When the stomach was full it was always back to exploring…
While my time on Ortigia was indeed a lot of play, there was definitely work to be done too! One of my objectives was to find interesting, beautiful accessories for my shop. After looking behind every nook and cranny (or store front), I succeeded in finding the most unique pieces that Siracusa and Sicily had to offer. A designer I found particularly talented used locally crocheted elements to make splendid earrings. The crochet pieces were created by a group of women using a technique called “chiercchierino, ” which translates to, “speak really fast” in Sicilian. The women gather to gossip and, in doing so, speak really fast and therefore, crochet really fast! 🙂 The designer then takes these crocheted works and embellishes them with semi-precious stones or coral to create stunning works of wearable art!
The day I decided to visit the Greek ruins in Siracusa I picked up a side kick! His name was Gianni, and he was from Palermo (which he wouldn’t let me forget)! He proved quite helpful as a personal photographer and Sicilian history teacher!
Our fist stop was the Ear of Dionysius. The mammoth cave (70 feet high and a depth of 213 feet) is thought to have been carved out during Greek/Roman times and used as a place to store water for Siracusa. Caravaggio coined its current name, and the story of it being a political dissent prison was perhaps made up by him as well. Gianni shared with me this “legend” as if it was fact. Clearly Caravaggio has lasting talents beyond paint and a brush!
After the archeological site visit, Gianni talked me into a little drive around Syracusa before dropping me back on my little island haven. His tour was wonderful, and we planned to meet for dinner that evening. He had nearly convinced me I was going to try a local favorite, sea anemone (ricci) and pasta….however, sometimes even the best laid plans don’t quite work out.

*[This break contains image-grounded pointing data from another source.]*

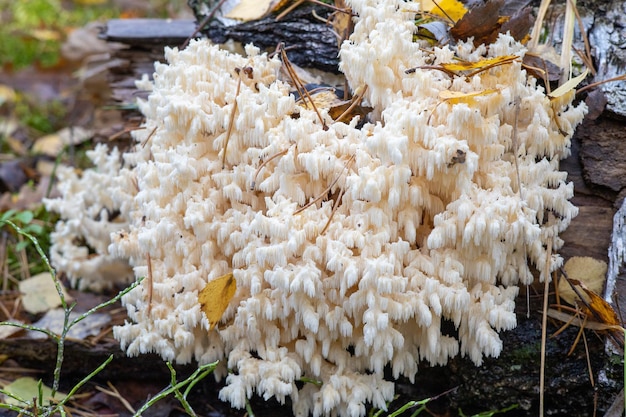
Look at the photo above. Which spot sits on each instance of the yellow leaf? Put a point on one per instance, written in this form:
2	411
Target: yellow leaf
455	97
7	94
248	10
90	2
568	86
585	269
453	9
39	293
487	62
46	35
27	388
215	297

One more story before I sign off!
My last evening in Sicily I dined at a lovely restaurant recommended by my hotel. Once settled into my table and happy with pasta and wine in front of me, I sat back to enjoy the ambience. Moments later an accordion player entered the restaurant intent on charming us with his talent and tunes. During one of his enchanting songs he abruptly stopped. After a few seconds of silence he started to make a pawing motion with his foot. Then in the most clear and effortless tone belted out the best hee-haw donkey sound I have ever heard from a human. If I was blind I would have thought an actual donkey was in the room! All of us foreigners weren’t quite sure what to make of the animal sound especially when he lapsed back into the canto. I exchanged an uncomfortable smile and “WTF” look with the table of 4 Frenchies in front of me. We repeated the glance each time he did his pitch-perfect hee-haw….which seemed to be a million times during that never ending song.
At the end of the entire performance (including a rendition of “La Vie en Rose” for my Frenchies), I tipped him and watched him walk out the door. Being curious I asked my blond waiter named Flavio (which happens to mean blond in Latin) what all the animal noises were about. He told me that they were part of a traditional Sicilian song. The song is about a Sicilian farmer whose donkey has died, and he sings the song in memory of this dead donkey. As part of the tribute he remembers how beautiful his voice was and re-enacts it lovingly. I couldn’t help but chuckle. Flavio then went on to tell me that the children love that song. So much so that when they hear it during his Sunday brunch they all start running around the restaurant like a “little army breaking things.” Again I chuckled and then for some reason said, “How wonderful.” To which he replied, “That is because you don’t work here.”
My final moments in Sicily while waiting for my bus to take me to the airport, I sat in a cafe, ordered a glass of wine and again appeared an array of savory snacks (in this case a small smorgasbord). As I relished the whole scene, I penned this letter to my home country:
In Italy when I order a glass of wine, I get this (see above picture)…perhaps this is an idea you can look into too.
With Love, Jen
I am still waiting for the response.